I'm for the recall; however...

Confessions of a West Tennessee Liberal...: Thoughts on the recall... (Sorry Brad)

David Holt does make some salient arguments AGAINST the recall of the Mayor, and it's worth reading. Here's an excerpt:

And despite what many people say, Herenton is not a Democrat. I don’t think he even really sees himself as one. He is elected to a nonpartisan office, gets most of his money from Republicans, most of his votes from Democrats, and has supported politicians from both parties. Seems like I would be a perfect candidate to sign the recall petition, right? Wrong. The Davis recall in California was wrong. Davis had done nothing illegal and was merely in a bad political position in the middle of his term that any governor would have been in in the same circumstances. It would be hypocritical for me to oppose that recall but support this one.

Click on the title and go read the rest...

5 comments:

PeskyFly said...

I'm totally against a recall. Time, money, and energy is better spent finding a candidate, grooming him/her, and educationg the public. A recall is costly, disruptive, and reactionary politics.

Brassmask said...

I'm ambivalent. I'm not rabid about it nor am I against it.
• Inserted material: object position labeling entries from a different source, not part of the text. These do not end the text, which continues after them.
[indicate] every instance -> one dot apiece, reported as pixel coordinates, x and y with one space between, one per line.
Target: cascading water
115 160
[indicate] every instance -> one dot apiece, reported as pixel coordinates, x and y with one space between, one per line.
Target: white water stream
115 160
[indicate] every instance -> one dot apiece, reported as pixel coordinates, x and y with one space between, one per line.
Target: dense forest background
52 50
I can't stand the guy and if the law allows us to take him out of office, then fine, if someone will do the work and 70,000 want him gone, then fine.
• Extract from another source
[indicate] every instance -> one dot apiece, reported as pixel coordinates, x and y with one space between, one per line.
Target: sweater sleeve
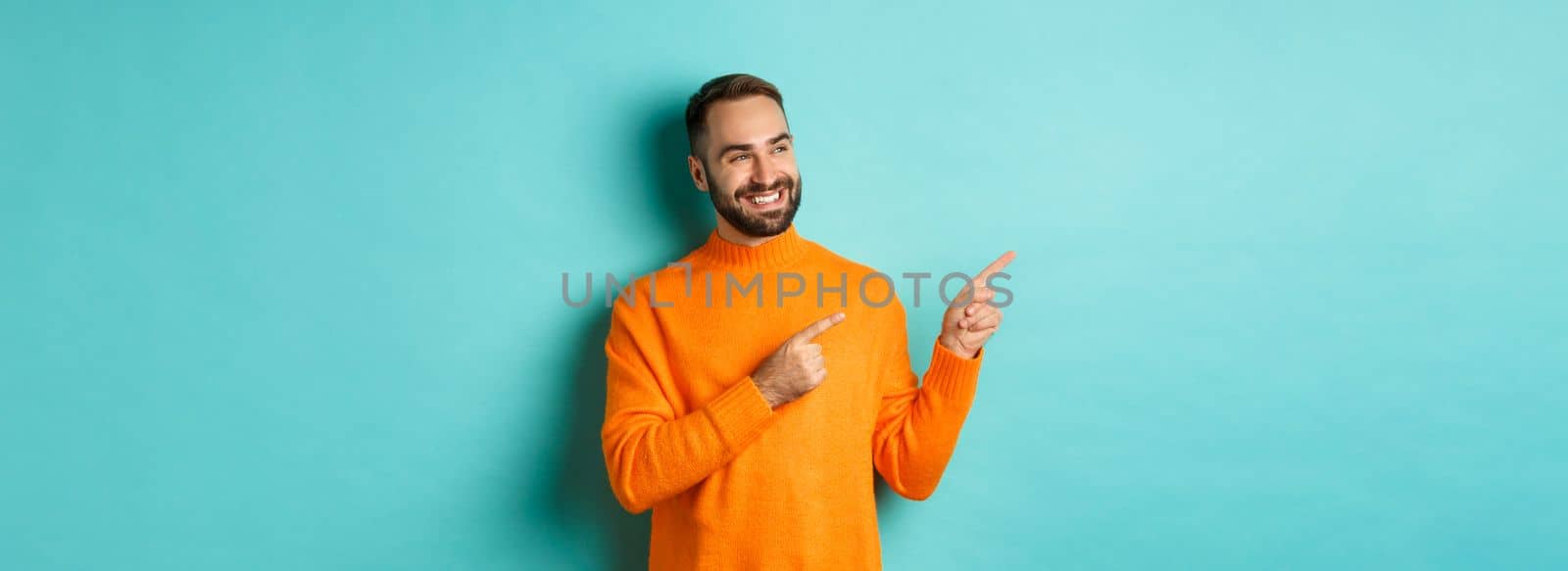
650 452
917 425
And letting these people who are such poor leaders to continue on for years before we hold them accountable in an election is not really acceptable to me. If we have the tools to stop them then fine.
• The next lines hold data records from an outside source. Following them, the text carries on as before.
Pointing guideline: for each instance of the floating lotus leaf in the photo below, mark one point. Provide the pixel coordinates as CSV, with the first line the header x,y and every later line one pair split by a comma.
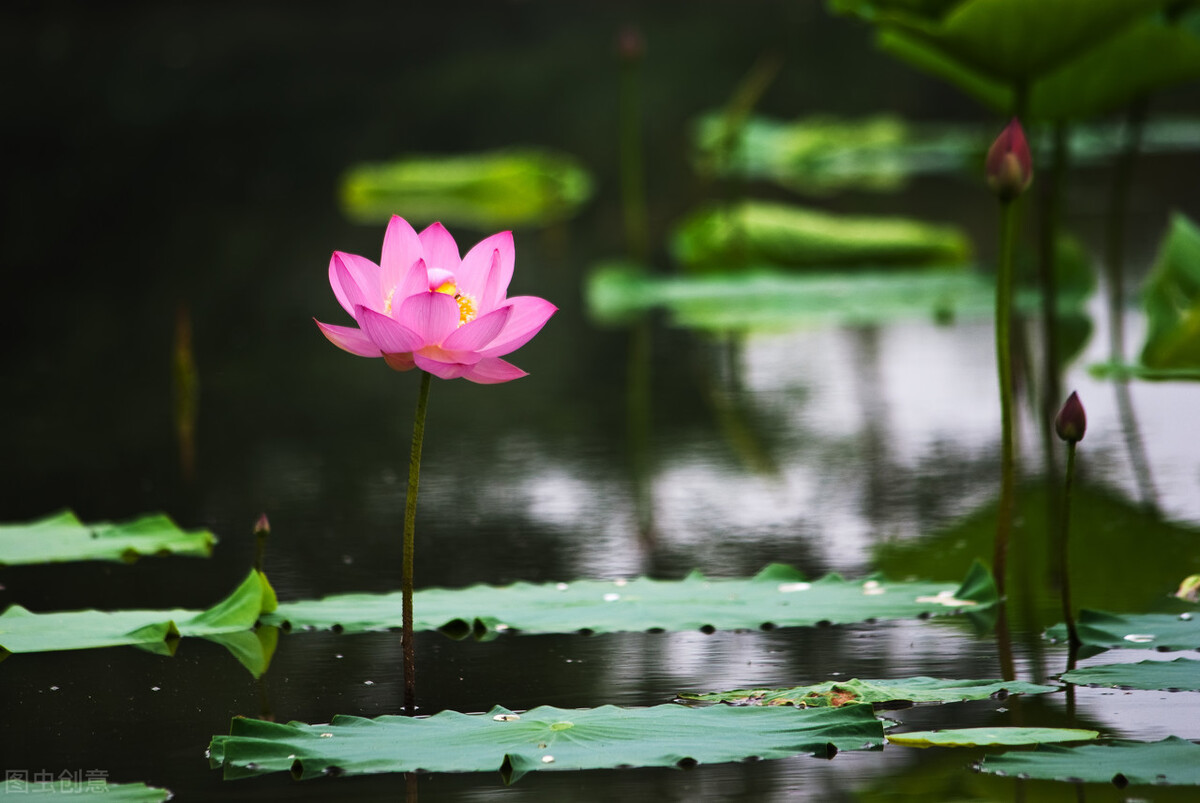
x,y
840,693
23,631
771,299
778,595
69,791
1171,762
541,738
487,191
975,737
1182,673
63,537
757,234
1099,631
I think the public should have the right to do something about someone in power they so abhor.

PeskyFly said...

Brassmask,
I think your reasoning about the public's ability to "do something" is fair, but the public already has the ability to remove bad actors from office: Elections. If we want our politicians to be responsible then we have to be responsible too. A recall would deprive the Mayor of about one year in office. An effective recall would be costly in many ways considering that the transition would barely be over by the time for the proper election. It would be a symbolic move, and right now we can't afford symbolism.

Occasionally I will mention the I-word in relation to Bush, but (as odd as it might seem) I'm not a cheerleader for impeachment. Use the momentum that a recall/impeachment movement might have to create an atmosphere of change.

Besides, there's one thing missing from all this recall talk: a serious Democratic candidate who can hang on past a recall election. Show me that candidate, and maybe-- just maybe-- I'll change my mind about a recall, though I doubt it. Right now the cart is so far out in front of the horse it's not even funny.

The Christian Progressive Liberal said...

Since I lived through the Gray Davis Recall, I can say that I felt my vote was invalidated, because the Rethugs basically came in and facilitated the situation that ousted Davis (being pimped and gouged by Enron) then, they blamed him for it.

Karma is a b--ch; now Californians want Ah-nold to hit the road; the same fools that voted out Gray Davis. They later showed up at the State Democratic Convention and apologized to him for being wrong.

Cynical me, I invoked what is now known as the Colin Powell Pottery Barn Rule - you voted for Ah-nold, you own him...

soandsodem said...

I don't favor a recall for the mayor. First, which law has he broken that meets the criteria for recall? Or maybe more importantly, are there criteria for a recall in TN? (I admit I don't know)
To recall someone we elected to office, regardless of one's opinion of that individual's performance should require facts and not emotion.